Tuesday, May 6, 2008

‘why the fuck are we all so miserable in the first place?’

Lon takes issue with my question "can money buy you happiness?"
The first thing to say to this is that there's no objective measure of happiness anywhere around here. Nothing to say "members of this group are happy", "the people in this country are unhappy". All we can say is that these people are happy than these people or less happy than they used to be. (Incidentally, there are at least two statistical effects tending to push the data here away from the extremes and towards the middle - see comment on the last post.)
As I only hold knowledge about animal behaviour, I have been taught that to keep animals happy, in order for them to breed in captivity and not suffer from depression, species have to be kept as close to their evolved way of life as possible, especially primates.

I've always wondered just how happy animals really are, especially when you take into account their periods of disease, hunger, death of relatives and friends and so-on. Sadly there is no survey data where they trained dogs to bark a number of times to indicate how happy they were.
This sounds like the sort of thing an evolutionary psychologist would say, though. I'd like to see a fight between an evolutionary psychologist and an economist.

Mark takes up the theme:
Though it's not empirical, quantifiable data (something that would be very difficult to glean in this area), I have seen many documentaries & read a lot of articles of traveling reporters & Humanist scientists who have spent time with remote tribes who insist such people, whilst living a subsistence lifestyle, are the happiest people they have ever met. These people spend their lives working for the direct benefit of a small group of people, hunting, gathering, building, growing.

That's a familiar viewpoint, though as with animals I wonder how accurately it reflects the burdens of disease and early death (particularly in childbirth) in these communities.
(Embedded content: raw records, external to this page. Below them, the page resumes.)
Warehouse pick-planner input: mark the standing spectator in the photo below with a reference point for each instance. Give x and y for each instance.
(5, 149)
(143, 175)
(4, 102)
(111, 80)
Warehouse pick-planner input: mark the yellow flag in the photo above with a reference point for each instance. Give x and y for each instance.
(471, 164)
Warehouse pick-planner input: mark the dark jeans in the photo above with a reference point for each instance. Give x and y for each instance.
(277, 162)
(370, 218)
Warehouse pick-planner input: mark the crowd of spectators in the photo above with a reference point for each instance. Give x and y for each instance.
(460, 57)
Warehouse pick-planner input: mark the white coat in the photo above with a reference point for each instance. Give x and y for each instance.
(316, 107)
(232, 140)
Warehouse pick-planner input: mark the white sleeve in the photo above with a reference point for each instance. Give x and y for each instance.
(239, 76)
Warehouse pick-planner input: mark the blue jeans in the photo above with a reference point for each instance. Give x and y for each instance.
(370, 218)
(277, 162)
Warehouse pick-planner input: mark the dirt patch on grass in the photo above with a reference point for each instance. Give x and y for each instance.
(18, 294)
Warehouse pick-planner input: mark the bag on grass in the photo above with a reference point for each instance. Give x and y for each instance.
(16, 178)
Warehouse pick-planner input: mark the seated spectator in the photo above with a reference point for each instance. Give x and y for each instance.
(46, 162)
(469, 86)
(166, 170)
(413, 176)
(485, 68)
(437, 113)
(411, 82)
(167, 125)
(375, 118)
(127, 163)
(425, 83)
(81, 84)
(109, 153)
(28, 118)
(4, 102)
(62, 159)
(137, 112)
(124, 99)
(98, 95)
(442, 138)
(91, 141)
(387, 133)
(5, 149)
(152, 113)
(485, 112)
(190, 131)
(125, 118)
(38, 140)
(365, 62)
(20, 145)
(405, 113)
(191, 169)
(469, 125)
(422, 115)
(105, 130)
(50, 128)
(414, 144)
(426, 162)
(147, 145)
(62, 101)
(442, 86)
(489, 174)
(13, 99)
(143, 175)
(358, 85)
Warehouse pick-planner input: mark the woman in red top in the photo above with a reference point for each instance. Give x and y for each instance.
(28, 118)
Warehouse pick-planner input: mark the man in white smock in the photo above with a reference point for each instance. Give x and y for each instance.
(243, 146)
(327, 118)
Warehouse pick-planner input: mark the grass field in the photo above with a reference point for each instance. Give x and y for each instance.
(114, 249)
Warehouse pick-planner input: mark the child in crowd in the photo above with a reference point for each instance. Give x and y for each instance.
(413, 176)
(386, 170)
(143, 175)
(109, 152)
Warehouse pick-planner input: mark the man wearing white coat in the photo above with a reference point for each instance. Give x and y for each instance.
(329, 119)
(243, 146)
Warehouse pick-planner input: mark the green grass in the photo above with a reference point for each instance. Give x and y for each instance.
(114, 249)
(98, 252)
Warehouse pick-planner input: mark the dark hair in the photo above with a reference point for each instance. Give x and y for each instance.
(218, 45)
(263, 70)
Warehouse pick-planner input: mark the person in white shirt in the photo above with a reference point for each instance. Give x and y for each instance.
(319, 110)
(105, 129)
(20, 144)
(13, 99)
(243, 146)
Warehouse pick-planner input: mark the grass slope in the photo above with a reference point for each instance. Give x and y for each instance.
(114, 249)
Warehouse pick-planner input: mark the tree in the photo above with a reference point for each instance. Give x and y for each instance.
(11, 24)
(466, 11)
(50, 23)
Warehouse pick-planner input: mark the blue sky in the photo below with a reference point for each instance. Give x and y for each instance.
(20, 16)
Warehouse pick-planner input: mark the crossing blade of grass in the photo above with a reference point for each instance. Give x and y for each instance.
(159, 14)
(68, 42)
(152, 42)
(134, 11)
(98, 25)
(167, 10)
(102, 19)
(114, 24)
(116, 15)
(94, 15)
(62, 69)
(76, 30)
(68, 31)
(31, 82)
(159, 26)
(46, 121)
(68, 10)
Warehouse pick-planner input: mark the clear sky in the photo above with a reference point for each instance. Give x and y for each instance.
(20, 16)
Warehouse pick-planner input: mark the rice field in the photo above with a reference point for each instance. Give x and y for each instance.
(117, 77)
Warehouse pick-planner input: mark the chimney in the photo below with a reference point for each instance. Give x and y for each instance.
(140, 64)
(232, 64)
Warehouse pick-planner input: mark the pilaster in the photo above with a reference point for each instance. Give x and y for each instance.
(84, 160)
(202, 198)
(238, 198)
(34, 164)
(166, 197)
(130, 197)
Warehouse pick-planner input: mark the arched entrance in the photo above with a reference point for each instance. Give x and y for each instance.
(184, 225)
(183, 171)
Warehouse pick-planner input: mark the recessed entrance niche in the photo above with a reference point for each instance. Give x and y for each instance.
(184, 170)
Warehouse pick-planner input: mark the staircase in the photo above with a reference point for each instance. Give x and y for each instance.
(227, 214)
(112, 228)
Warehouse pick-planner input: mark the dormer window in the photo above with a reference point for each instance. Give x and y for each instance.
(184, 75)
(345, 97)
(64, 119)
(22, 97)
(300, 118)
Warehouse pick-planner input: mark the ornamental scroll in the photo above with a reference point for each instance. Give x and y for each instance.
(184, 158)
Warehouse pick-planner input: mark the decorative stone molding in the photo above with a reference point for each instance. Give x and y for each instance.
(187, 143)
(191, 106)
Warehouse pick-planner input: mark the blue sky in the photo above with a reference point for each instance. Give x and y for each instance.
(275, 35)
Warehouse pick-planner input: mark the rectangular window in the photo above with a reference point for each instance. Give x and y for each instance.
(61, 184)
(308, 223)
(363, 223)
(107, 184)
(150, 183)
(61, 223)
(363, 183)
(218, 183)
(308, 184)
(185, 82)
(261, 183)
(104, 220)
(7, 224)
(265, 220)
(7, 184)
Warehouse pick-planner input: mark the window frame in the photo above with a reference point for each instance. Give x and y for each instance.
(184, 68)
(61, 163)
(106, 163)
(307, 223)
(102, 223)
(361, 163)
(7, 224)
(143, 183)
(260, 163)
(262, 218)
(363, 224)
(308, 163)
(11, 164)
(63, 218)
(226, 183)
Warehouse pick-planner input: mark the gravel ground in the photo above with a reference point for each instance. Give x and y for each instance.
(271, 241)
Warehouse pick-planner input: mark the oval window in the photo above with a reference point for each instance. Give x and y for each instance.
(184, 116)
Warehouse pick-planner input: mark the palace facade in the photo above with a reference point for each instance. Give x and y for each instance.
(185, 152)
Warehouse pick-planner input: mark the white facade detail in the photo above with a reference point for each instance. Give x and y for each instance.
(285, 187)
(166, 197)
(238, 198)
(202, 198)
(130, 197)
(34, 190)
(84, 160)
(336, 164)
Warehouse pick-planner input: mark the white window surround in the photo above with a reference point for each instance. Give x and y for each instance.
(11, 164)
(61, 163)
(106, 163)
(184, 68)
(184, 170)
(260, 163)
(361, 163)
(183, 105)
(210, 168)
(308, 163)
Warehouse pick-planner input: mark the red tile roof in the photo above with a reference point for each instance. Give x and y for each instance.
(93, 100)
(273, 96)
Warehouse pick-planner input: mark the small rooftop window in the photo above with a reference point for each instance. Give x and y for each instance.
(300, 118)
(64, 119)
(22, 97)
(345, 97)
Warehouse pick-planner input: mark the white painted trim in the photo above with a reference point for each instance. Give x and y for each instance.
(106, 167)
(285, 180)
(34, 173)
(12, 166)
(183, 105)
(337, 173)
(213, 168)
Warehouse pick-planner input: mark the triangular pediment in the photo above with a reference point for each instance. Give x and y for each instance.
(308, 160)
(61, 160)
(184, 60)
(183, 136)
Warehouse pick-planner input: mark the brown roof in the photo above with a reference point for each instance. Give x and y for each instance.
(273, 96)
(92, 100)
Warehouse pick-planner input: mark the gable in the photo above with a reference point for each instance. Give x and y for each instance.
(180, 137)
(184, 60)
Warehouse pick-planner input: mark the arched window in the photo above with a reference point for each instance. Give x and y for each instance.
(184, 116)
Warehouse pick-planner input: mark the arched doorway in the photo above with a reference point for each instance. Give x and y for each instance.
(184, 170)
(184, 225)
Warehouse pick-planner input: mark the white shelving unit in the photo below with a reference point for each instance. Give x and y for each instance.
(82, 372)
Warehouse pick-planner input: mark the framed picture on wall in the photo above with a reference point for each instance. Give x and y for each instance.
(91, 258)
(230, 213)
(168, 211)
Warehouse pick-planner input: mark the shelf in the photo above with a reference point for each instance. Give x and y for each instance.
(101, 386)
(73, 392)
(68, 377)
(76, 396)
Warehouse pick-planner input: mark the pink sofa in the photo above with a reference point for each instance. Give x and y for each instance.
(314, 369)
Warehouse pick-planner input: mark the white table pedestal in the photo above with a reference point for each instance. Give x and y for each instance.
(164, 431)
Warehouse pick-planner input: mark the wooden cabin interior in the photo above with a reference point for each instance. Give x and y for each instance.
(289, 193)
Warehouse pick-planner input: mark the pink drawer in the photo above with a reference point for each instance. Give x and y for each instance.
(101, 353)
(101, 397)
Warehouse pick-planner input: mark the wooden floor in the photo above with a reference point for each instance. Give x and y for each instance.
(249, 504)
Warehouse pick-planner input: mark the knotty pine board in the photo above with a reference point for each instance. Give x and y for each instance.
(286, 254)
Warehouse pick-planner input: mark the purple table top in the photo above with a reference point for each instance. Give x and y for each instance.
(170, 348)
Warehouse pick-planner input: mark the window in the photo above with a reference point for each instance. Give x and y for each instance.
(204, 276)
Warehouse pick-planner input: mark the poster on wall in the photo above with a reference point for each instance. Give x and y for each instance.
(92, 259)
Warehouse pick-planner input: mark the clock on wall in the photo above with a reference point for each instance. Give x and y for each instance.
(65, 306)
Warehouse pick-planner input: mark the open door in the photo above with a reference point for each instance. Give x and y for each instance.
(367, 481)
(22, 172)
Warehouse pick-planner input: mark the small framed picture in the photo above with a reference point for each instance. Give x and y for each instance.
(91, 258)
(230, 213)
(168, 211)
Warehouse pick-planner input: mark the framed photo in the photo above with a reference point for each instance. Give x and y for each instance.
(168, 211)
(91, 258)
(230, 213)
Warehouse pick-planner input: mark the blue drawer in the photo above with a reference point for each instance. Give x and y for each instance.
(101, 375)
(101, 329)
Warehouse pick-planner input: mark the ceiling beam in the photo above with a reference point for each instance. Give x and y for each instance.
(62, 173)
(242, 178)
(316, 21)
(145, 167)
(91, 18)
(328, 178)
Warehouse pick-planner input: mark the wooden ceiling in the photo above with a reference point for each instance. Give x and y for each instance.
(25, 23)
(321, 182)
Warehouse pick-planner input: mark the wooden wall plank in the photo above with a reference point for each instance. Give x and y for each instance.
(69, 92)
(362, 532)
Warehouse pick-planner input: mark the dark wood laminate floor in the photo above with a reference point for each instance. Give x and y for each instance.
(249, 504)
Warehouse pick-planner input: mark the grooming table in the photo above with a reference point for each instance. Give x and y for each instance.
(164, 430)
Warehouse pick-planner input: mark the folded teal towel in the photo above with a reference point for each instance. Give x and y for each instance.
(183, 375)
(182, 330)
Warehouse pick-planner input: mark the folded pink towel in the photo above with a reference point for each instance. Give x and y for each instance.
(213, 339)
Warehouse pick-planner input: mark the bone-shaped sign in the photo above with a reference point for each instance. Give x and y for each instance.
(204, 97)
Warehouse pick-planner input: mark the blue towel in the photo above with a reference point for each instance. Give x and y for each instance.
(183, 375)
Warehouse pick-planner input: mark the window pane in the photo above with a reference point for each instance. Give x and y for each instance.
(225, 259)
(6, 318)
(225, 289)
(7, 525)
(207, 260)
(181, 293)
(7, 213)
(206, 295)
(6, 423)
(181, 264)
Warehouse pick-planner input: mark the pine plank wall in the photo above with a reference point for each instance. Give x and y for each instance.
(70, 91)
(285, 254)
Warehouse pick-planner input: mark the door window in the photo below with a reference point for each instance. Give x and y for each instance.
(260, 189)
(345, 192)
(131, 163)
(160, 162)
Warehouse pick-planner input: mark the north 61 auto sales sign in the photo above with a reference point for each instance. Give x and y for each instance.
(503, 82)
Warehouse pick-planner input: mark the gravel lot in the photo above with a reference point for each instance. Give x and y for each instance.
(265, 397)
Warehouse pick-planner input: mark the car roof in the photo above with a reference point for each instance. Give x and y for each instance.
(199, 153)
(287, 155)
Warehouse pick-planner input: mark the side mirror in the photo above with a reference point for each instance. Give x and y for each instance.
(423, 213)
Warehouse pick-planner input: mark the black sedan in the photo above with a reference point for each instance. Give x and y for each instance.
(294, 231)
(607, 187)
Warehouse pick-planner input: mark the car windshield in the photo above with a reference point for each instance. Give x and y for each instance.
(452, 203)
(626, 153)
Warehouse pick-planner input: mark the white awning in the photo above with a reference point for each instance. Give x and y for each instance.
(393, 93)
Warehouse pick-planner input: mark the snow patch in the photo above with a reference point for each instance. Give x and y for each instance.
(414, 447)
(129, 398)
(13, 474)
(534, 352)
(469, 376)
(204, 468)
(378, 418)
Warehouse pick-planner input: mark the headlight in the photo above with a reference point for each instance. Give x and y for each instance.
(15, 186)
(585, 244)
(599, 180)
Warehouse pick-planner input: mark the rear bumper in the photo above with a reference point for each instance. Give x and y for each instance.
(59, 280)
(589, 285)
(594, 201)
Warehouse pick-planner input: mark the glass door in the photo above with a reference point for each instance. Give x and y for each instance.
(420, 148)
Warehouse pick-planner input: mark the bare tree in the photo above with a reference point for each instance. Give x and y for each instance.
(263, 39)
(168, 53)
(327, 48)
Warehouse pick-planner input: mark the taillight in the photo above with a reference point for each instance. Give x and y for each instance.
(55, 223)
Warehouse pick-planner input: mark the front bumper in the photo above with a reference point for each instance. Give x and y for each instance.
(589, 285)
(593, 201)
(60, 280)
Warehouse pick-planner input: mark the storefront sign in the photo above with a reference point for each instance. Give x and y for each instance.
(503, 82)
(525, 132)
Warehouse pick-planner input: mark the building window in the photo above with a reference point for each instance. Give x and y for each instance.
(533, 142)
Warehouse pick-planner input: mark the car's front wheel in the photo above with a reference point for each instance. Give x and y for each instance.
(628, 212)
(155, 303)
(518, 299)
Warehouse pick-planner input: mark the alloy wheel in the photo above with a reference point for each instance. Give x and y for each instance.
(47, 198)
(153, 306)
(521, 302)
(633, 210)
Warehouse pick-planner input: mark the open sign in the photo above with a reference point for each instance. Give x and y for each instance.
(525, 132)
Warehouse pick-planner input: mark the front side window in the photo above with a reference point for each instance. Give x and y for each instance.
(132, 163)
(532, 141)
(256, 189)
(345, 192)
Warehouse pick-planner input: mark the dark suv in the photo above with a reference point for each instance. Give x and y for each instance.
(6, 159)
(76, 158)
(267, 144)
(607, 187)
Naturally, these societies are not reflected in the Gallup, or any other, polls. This does suggest, however, that rural populations might be happier than urban ones - having a somewhere more traditional lifestyle. That's not something that's obviously borne out in the data, though one interesting theory you could propose is that the reason Easterlin found a paradox and this data is because poor countries have urbanised a great deal since the 1970s. Still, I don't think it's an argument that would stand up to scrutiny.

The point is, what should we be aiming for to make people happier? (If we accept that as a reasonable goal.) Some positive points about increasing incomes there is good evidence of a strong relationship between increasing income and happiness and that it's something people, governments, society and suchlike are experienced thinking about. One of the downsides is that that doesn't necessarily mean they're good at doing it.

In other words, it's not a foregone conclusion that effort put into increasing GDP will be more successful than the same amount of effort put into increasing happiness another way. Trying to increase GDP is certainly not the same thing as succeeding... Though that applies to other changes as well. The US experience is salutary. Here's a case where a country has increased its GDP, with the assistance of government policies strongly aimed at this, at the expense of other goals. This success on GDP hasn't made people any happier.

So what should we be doing to make people happier? To start with, none of this is prescriptive at an individual lesson. It's not saying the way to make yourself happy is to go out and try and raise your income. In terms of broader social and political aims, should economic growth (with appropriate environmental caveats) be our primary aim? Or would we be better off using other means?

The question of whether we might benefit from trying tomould our societies more closely to homo sapiens' 'natural state' and/or incorporate more features from tribal societies is one that I'm going to have to leave open.

Interesting as Wolfers and Stevenson's research is, it still leaves these questions wide open for debate. And even the specific argument about happiness is bound to keep running away.